2- Dans “Gen J, Génération innovation made in Morocco”…. C’est qui cette “Gen J”?

Le projet du livre est né lors du premier confinement de mars 2020. Vous vous souvenez, c’était une période bizarre où nous nous sommes tous retrouvés face à nous même, se demandant où va ce monde ? Et de lecture en conversation et de conversation en réflexion, j’en suis arrivé à la conviction que nous vivions des changements bien plus importants que je ne l’imaginais, ….d’ordre anthropologique, au sens où notre façon d’être et notre rapport à autrui étaient bouleversés (c’est sur cette base que les anthropologues identifient les phénomènes anthropologiques).
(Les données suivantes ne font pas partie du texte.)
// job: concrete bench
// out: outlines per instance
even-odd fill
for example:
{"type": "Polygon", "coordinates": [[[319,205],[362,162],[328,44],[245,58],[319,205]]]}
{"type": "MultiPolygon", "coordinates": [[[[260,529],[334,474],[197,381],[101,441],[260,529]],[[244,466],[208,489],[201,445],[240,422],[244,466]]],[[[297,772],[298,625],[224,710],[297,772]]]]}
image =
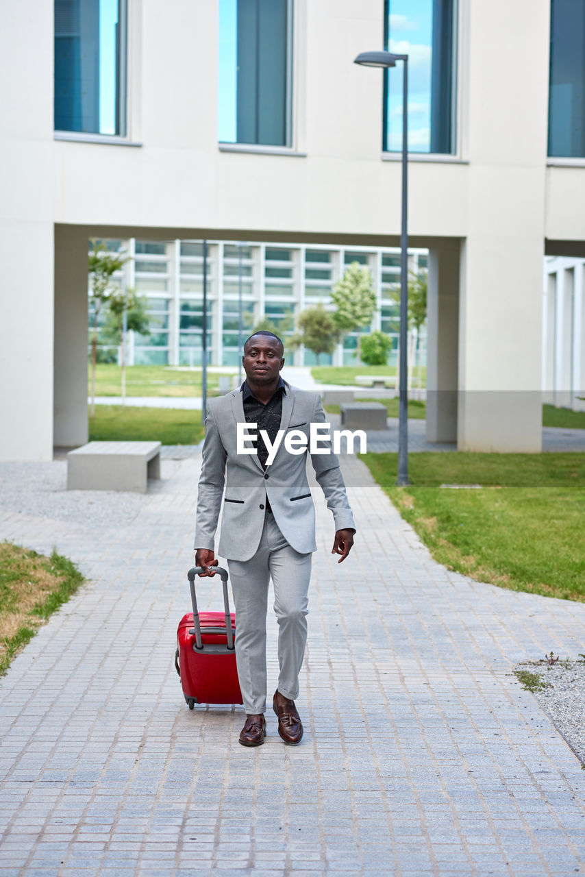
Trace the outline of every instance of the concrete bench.
{"type": "Polygon", "coordinates": [[[396,387],[396,379],[392,374],[356,374],[354,380],[360,387],[373,387],[374,389],[396,387]]]}
{"type": "Polygon", "coordinates": [[[146,493],[160,477],[160,441],[90,441],[67,455],[68,490],[146,493]]]}
{"type": "Polygon", "coordinates": [[[353,389],[324,389],[321,393],[324,405],[340,405],[342,402],[353,402],[353,389]]]}
{"type": "Polygon", "coordinates": [[[386,406],[379,402],[352,402],[342,403],[341,425],[352,430],[385,430],[388,417],[386,406]]]}

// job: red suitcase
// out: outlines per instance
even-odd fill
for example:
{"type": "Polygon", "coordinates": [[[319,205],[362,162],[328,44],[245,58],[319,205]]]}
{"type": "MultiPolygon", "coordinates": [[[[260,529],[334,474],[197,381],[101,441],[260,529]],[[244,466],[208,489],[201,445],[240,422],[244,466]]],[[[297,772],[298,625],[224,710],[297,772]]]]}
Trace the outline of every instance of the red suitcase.
{"type": "Polygon", "coordinates": [[[193,611],[179,622],[175,653],[175,667],[189,709],[196,703],[242,702],[233,645],[235,616],[230,612],[227,573],[221,567],[216,567],[224,587],[225,613],[199,613],[195,577],[200,572],[201,567],[193,567],[187,574],[193,611]]]}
La Tech, accélérée par la pandémie, est clairement en phase de changer profondément nos manières de penser, d’interagir, de travailler, de consommer, de se rencontrer… Et il se trouve que dans ce “remue-ménage”, nous les Marocains, comme les Africains ou les Indiens, avons des prédispositions pour le monde postmoderne qui se dessine. Ces prédispositions sont “Aït débrouille” pour reprendre la terminologie de Feu Fatima Mernissi, l’esprit joutia que porte la Gen J, “Jua kali” en Afrique subsaharienne et “jugaad” en Inde, les autres J de la Gen J : (i) Nous sommes, frugaux, faisant toujours plus avec moins, (ii) agiles et itératifs : les cycles essai-erreur-ajustement, courts et répétés, sont naturels chez nous ; (iii) communautaires comme les réseaux sociaux (le crowdfunding est une forme numérique de DARET et des tontines africaines) …etc.

3- D’après votre longue expérience en tant qu’acteur impliqué dans les écosystèmes de l’entrepreneuriat innovant, comment les évaluez-vous? Quels sont les freins qui limitent leur développement et comment y pallier?

 Il y a vraiment un avant et un après Innov Invest, cette initiative de l’Etat marocain, portée par TamwilCom.

Il faut maintenant “massifier” l’approche pour combler la faille du marché du financement de cette classe d’actifs, risqués mais à fort potentiel, et atteindre une taille critique susceptible d’attirer les investisseurs privés nationaux et internationaux.

Pour lever les freins qui demeurent, je préconise un certain nombre de mesures d’accompagnement que j’ai eu l’occasion à de très nombreuses reprises de développer : adaptation du cadre réglementaire, fiscal, et administratif de l’entrepreneuriat innovant, ouverture des marchés réglementés aux entreprises innovantes, développement de filières universitaires sur le modèle UM6P, dans tous les secteurs cibles de notre économie de l’innovation (agritech, cleantech, fintech, biotech…), incitation à la R&D en encourageant l’open innovation (mise en place de moteurs et systèmes de matching besoins / offres, incitations fiscales …), faciliter l’installation d’accélérateurs spécialisés et réseaux de business angel, en amont du capital-risque, et décloisonner le crowdfunding …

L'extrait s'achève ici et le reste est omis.